Lorsqu'Elliot quitta sa maison en début d'après-midi, Sirius alla retrouver James et Lily chez eux, pour leur faire part de la discussion qu'il venait d'avoir avec son ami.
- Tu veux te lancer dans une mission sur Severus, Sirius ? demanda Lily.
Elle avait un trémolo dans la voix, qui laissait entendre qu'elle n'était pas totalement insensible à cette nouvelle.
- Tu trouves que ce n'est pas une bonne idée ? s'inquiéta Sirius. Je ne veux pas te faire de la peine ou te causer des soucis Lily, surtout en ce moment. Si tu ne veux pas que je m'en occupe, je laisse ma place.
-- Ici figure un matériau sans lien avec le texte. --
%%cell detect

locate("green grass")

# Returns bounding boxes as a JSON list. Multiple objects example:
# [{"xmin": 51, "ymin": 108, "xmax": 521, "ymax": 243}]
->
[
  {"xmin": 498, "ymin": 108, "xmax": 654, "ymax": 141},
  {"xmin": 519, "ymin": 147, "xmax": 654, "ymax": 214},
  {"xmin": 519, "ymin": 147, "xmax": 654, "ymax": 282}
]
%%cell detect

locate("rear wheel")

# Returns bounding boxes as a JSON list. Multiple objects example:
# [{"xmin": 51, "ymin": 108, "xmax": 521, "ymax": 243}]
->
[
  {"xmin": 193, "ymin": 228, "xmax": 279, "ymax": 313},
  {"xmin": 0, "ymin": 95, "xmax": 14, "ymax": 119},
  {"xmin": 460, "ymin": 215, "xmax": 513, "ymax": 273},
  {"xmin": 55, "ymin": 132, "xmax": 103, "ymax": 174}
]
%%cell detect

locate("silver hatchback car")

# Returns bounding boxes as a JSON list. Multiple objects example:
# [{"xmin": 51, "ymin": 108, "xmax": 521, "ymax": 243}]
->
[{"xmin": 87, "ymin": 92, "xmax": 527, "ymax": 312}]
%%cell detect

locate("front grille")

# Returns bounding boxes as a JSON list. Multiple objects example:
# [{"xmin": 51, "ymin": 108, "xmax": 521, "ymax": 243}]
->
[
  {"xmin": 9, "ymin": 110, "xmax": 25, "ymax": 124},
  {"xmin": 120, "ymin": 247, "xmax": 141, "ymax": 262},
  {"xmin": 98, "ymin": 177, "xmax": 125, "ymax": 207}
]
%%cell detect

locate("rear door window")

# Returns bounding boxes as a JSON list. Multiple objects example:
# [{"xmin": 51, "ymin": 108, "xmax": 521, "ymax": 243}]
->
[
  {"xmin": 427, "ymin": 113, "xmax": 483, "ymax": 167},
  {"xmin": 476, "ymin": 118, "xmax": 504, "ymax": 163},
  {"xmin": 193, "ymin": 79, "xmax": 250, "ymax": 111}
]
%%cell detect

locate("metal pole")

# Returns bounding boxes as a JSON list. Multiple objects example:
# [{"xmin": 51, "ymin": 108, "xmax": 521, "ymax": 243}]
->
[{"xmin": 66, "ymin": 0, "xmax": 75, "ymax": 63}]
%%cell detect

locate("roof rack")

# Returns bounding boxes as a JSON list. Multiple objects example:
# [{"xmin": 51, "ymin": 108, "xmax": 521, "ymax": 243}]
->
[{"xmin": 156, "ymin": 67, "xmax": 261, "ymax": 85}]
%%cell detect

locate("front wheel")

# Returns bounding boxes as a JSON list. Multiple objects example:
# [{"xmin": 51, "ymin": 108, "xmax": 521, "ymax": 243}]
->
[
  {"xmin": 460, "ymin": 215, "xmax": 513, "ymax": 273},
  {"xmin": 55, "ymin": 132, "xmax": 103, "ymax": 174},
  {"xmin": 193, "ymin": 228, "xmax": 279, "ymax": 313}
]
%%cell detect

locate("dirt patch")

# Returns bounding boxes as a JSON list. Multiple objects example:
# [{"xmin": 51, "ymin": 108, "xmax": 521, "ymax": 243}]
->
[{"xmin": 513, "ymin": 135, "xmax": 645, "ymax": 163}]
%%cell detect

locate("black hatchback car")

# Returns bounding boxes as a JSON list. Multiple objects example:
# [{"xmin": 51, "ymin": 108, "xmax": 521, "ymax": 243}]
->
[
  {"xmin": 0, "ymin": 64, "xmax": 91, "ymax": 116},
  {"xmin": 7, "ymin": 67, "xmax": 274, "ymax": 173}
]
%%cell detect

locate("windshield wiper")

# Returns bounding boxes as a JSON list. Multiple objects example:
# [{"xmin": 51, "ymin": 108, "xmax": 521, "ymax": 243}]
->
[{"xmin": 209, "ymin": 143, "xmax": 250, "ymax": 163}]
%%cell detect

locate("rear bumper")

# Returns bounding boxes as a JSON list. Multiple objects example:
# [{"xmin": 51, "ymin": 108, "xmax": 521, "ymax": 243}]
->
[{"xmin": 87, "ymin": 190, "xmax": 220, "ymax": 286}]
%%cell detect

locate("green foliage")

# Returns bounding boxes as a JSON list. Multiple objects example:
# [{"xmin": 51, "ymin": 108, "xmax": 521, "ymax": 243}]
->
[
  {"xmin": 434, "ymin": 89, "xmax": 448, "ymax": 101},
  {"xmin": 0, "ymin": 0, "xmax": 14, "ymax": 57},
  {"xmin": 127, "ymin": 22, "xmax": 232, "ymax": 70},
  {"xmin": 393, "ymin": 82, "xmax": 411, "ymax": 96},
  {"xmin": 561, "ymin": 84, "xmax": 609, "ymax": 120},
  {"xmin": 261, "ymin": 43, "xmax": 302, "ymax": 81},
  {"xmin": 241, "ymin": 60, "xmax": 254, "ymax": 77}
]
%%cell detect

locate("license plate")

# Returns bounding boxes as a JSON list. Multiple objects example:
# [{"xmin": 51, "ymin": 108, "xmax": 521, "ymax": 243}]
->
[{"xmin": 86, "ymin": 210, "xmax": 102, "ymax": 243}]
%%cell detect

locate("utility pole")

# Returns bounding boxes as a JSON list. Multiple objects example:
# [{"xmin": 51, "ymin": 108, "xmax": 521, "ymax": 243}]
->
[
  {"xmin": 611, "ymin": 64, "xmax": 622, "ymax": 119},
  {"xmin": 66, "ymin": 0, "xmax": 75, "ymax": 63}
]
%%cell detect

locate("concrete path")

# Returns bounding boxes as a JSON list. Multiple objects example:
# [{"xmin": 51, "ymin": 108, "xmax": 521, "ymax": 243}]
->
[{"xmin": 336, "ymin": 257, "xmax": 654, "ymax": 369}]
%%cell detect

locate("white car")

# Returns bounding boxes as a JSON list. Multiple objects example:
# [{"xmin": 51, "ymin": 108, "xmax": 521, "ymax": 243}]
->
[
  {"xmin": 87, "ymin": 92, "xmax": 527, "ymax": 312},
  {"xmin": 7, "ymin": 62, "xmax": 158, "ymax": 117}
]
Lily posa la main sur son ventre et inspira profondément.
- Non, je pense qu'il faut le faire. Je ne voulais pas parler de Severus devant Elliot la dernière fois. Avec James, on en a parlé très brièvement le soir, j'imagine qu'il te l'a dit ? Je n'ai rien contre Elliot, vraiment, mais je ne me sentais pas capable de revenir en détails sur cette relation que nous avons eue et qui s'est terminée brutalement.
Sirius jeta un coup d'œil à James et le vit frissonner. Lorsqu'elle parlait de relation, Lily entendait bien une relation amicale, mais James avait toujours du mal à imaginer qu'ils eussent été aussi proches par le passé, et y penser lui faisait mal au cœur, Sirius le savait. Pourtant il ne dit rien, et se contenta de passer un bras autour des épaules de sa femme.
- J'adorais Severus. On en a déjà parlé, vous le savez. C'est lui qui m'a appris la plupart des choses que j'ai sues en premier sur notre monde, il était différent avec moi. Quand il a commencé à parler avec tous ces voyous, j'ai essayé de l'en empêcher, de le remettre sur le droit chemin, mais il faut croire qu'il ne m'aimait pas suffisamment pour se détourner de la magie noire et de tous leurs penchants abjects. Je ne voulais pas y penser, mais ça ne m'étonne pas qu'il soit devenu Mangemort… ça me fait mal au cœur, je ne vais pas te mentir. J'ai encore beaucoup d'affection pour lui malgré tout, j'espère encore qu'il va se réveiller, qu'il va se rendre compte qu'il vaut bien plus que ça, malgré tout ce que vous pouvez penser de lui…
Sirius ouvrit la bouche mais il ne dit rien, James lui ayant fait signe de se taire. Il n'était pas utile de préciser qu'ils avaient évolué. Lily le savait, ce n'était pas le propos.
- Par contre Sirius, reprit Lily après un instant de silence, et James pardonne-moi de demander ça…
James fronça les sourcils, interpellé. Sirius lui lança un regard interrogateur, l'intimant de poursuivre sur sa lancée.
- Si tu veux te lancer dans une mission qui implique Severus, je veux en faire partie.